Capability	Status	Notes
Query acceleration (BI Engine)	Will test	At least one scenario to validate cost/performance tradeoff for high-frequency dashboards
Transactional database (AlloyDB)	May test	Not decided; depends on whether a clear use case emerges during MVPs
PII scanning	Under consideration	Important for compliance maturity; timing depends on MVP priorities
Fine-grained BigQuery policies	Possible	Row/column level security may or may not be required; depends on access patterns discovered during implementation
Schema enforcement	Will test	At least one case to validate the pattern for data contracts
Alerting and anomaly detection	Likely	Particularly for cost monitoring - we want professional visibility into resource consumption and spend

These aren't deferred indefinitely - they're evaluated as the MVPs progress and real needs surface.

# Tool Selection Criteria

When evaluating tools (now or later), we weigh:

Fit with target architecture - Tools must integrate with the architecture vision, especially with the data catalog as the central hub for governance and culture adoption. Isolated tools that don't contribute metadata or lineage are less valuable.
Integration with existing stack - GCP-native or proven GCP compatibility reduces friction.
Change management compatibility - Can assets be defined as code (YAML, SQL, config files)? Can changes be tracked in version control? Does the tool support a software development lifecycle - review, test, deploy, rollback? Tools that only operate through UIs limit auditability and repeatability.
Team adoption curve - Tools the team can operate without deep specialization.
Visibility of value - Preference for tools where users see the benefit directly (catalog, lineage) over backend-only improvements.
Managed over self-hosted - Where cost allows, reduce operational burden.
Exit path - Avoid lock-in that would make future changes painful.

# Expected Stack Summary

The diagram below represents the MVP scope - what we expect to validate in the first two verticals. For the full architecture vision, see Architecture and Tools.
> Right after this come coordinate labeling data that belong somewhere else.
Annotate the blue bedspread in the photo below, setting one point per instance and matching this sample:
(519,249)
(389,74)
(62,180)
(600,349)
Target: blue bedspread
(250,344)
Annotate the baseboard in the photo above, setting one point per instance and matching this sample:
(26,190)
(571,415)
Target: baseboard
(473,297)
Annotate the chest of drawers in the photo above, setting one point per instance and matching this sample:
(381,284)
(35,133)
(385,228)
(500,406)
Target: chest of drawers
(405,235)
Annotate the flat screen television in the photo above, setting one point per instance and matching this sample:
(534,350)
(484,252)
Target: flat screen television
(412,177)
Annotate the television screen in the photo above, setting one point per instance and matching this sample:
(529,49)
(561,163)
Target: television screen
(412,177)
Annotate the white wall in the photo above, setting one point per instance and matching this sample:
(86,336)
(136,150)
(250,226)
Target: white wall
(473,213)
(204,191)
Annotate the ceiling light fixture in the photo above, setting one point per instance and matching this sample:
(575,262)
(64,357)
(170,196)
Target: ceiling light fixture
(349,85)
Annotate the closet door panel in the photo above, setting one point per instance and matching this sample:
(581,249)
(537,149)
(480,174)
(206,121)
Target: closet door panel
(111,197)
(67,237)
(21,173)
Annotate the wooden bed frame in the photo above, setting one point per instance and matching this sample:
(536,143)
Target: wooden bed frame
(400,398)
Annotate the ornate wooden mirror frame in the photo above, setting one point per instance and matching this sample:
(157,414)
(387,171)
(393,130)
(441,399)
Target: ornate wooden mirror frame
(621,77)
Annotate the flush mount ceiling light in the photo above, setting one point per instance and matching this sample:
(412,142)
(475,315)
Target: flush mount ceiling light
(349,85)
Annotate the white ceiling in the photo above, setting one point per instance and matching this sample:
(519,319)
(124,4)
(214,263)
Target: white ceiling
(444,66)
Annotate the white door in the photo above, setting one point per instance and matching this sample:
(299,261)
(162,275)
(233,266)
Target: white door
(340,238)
┌─────────────────────────────────────────────────────┐
│                    Consumption                       │
│        Metabase Cloud / Looker Studio / Hex         │
└─────────────────────────────────────────────────────┘
                          ▲
┌─────────────────────────────────────────────────────┐
│                   Data Catalog                       │
│              DataHub / OpenMetadata                  │
│  (discovery, lineage, ownership, metadata authority)│
└─────────────────────────────────────────────────────┘
                          ▲
┌─────────────────────────────────────────────────────┐
│                 Transformations                      │
│                    dbt + BigQuery                    │
│          (governed views, tested, documented)       │
└─────────────────────────────────────────────────────┘
                          ▲
┌─────────────────────────────────────────────────────┐
│                  Orchestration                       │
│                  Cloud Composer                      │
│            (dependency-aware, lineage-linked)       │
└─────────────────────────────────────────────────────┘
                          ▲
┌─────────────────────────────────────────────────────┐
│                    Storage                           │
│              GCS (raw) + BigQuery (DW)              │
│      (with conventions, policies, boundaries)       │
└─────────────────────────────────────────────────────┘
                          ▲
┌─────────────────────────────────────────────────────┐
│                  Data Sources                        │
│     Total IP, Infobip, GA, IUGO, Milênio, etc.     │
└─────────────────────────────────────────────────────┘

This isn't the final architecture - it's what we expect to validate first. Adjustments will come from implementation experience, not theoretical planning.